Wednesday, July 24, 2013

Clients - The Good, the Occasionally Bad, and the Beautiful



I have learned so much from my clients.  I suspect all lawyers have. Most of the lessons, but not all, have been positive. Here are some of the lessons I have learned, good and bad, from my clients:

:-)1.  COURAGE - Many of my clients, especially the ones who go to trial, have a great deal of courage. They turn over their reputations and emotional well-being to lawyers who want to devastate them, jurors who don't know them, and their own lawyers who try their best, which may not be good enough. 

:-( 2.  GREED - I have had clients in the past, hopefully way in the past, who have no ability to see things reasonably. There was a man slightly injured years ago in a car wreck, who insisted he get enough money to buy a new house.  We tried the case.  He did not get the house. 

:-)3.  SELF-SACRIFICE - I have had clients who truly want to make the workplace safer for others, or want to help their loved ones, or who fight for principles. They want their children to be free of the harassment and discrimination that so dogged their own lives.

:-( 4.  DISHONESTY - I had a client many, many years ago who I believed until her deposition. When she lied in her testimony, I confronted her and she said she would pretend that she had forgotten. I had to withdraw from the case. That was an important lesson in assessing veracity in clients. 

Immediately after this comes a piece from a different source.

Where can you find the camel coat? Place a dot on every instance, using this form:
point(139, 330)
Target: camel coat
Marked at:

:-) 5.  PERSEVERANCE - Perhaps this is one of the most important lessons. I have had clients who persevere through thick and thin to make things right. They don't give up through trials, appeals and deadbeat defendants. They help me to keep going.  I am thinking of one client who weathered the judge throwing out her case, appealing that decision and winning, beginning the trial resulting in a mistrial, finally trying the case to a good verdict, and going back up on appeal with the court taking away part of the verdict. My client went through seven awful years.  I think she is doing well now. Seven years. 

Lately, I have been thinking about my clients who have passed away. Some of them still haunt me. There was the client who died after the mistrial and before the retrial of her case about a fall down some stairs. There was the client who died in a single car collision in the car she bought from the proceeds of the sexual harassment settlement, a single mom leaving two little boys. And there were the children of the father the police officer shot and killed, who are now grown with happy families of their own. And the one that haunts me most, the wonderful, loving couple who both died from cancer within a year, leaving the settlement proceeds to their teenage kids. I think about them almost everyday. They were amazing people with incredible kids they did not get to finish raising. I see how the kids are doing now, and they are doing amazing things. I still miss their parents, though.

I guess I am lucky. I am a plaintiffs' lawyer and I am invited into my clients' lives. I grow to love many of my clients, living somewhat vicariously through them. When I started as a lawyer, I just wanted to go to trial. My ambitions involved self-aggrandizement.  I didn't think about how my clients would enrich and change me.  I sought the thrill of victory, massaging my own ego. In retrospect, after practicing 30 years, it's really the people, my clients, who have made the most difference in me. It took me awhile to realize that these cases are not about me and how glib I can be. Every great experience I have had as a lawyer were because of my clients. I am so grateful and honored to have been a part of their lives.